Kentler, mekân olmalarının da ötesinde; tarihsel, ekonomik, sosyal, kültürel, siyasal vb. kimlikleri bir arada bünyelerinde barındıran yerleşim yerleridir. Buralarda yapılan bayram, düğün, taziye gibi bazı toplumsal ritüellerle nesillere kültürel aktarım gerçekleştirilir. Bu nedenle de tek bir unsura bağlı kalınarak kenti açıklamak yeterli olmayacaktır, pek çok unsuru dikkate almak gereklidir.

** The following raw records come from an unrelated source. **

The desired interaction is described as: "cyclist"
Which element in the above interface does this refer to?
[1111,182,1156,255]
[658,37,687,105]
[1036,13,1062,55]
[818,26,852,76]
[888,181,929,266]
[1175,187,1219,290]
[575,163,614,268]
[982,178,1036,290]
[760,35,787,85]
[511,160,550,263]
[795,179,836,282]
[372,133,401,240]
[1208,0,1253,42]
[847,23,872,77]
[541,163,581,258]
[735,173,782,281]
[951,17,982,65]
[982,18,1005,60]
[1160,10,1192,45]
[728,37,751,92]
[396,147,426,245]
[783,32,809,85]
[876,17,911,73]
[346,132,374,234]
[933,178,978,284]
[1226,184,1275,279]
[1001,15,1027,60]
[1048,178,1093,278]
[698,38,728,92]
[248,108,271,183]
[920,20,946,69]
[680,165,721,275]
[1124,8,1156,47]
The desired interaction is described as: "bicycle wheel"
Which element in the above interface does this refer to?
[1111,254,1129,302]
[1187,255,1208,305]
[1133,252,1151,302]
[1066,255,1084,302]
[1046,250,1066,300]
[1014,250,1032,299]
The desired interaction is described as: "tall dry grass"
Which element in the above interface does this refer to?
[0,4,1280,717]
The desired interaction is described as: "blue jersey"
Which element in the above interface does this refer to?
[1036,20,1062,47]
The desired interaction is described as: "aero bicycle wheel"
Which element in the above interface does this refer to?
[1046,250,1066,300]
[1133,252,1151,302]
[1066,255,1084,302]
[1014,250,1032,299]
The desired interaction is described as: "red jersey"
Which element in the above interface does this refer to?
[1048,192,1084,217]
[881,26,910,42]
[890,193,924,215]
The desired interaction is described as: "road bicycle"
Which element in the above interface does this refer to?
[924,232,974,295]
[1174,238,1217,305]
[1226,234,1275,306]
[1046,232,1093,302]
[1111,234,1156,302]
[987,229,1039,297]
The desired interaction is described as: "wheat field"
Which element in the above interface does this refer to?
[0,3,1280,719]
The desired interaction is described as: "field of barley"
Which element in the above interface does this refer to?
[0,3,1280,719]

Kent mekânları, tam da gündelik yaşamın ortasında yer alır. Bu mekânlar insanların, kentlilik imajlarını da gösterdikleri yerler hâline dönüşmüştür. İlk olarak kent yaşamının yukarıda saydığımız gibi odak kurumları aklımıza gelir. Çünkü gündelik yaşamda buralarda geçirilen vakit oldukça fazladır ve yine bu mekânlar kentin kültürel bilgisi hakkında da veriler taşır. Buralara bakıldığında bireyler, bu mekânlarda birçok yaşamsal, kültürel aktivitelerini karşılarlar ve birbirlerine aktarırlar. O şehirde yaşayan tüm kentlilerin karşılaşmaları buralarda gerçekleşir. Bu nedenle kentin ortak benliğinin inşa olduğu yerlerdir.
Son yıllarda, Hakkari’de ortak benliğimizi inşa ettiğimiz bu ritüel ve törenlerimizde ciddi problemler görmekteyiz. Yaşadığımız topraklara ait olma hissi taşırız; kentler bu anlamda da birer aidiyetlik taşırlar. İçerisinde yaşadığımız kentteki bu törenleri benimsediğimiz, kendimize ait hissettiğimiz ölçüde o kente aidiyet hissederiz. Kentimizde insanımızın bağlandığı bu mekânlar, bizler için gündelik bir alışkanlık ve vazgeçilmezlerimiz olmuşlardır.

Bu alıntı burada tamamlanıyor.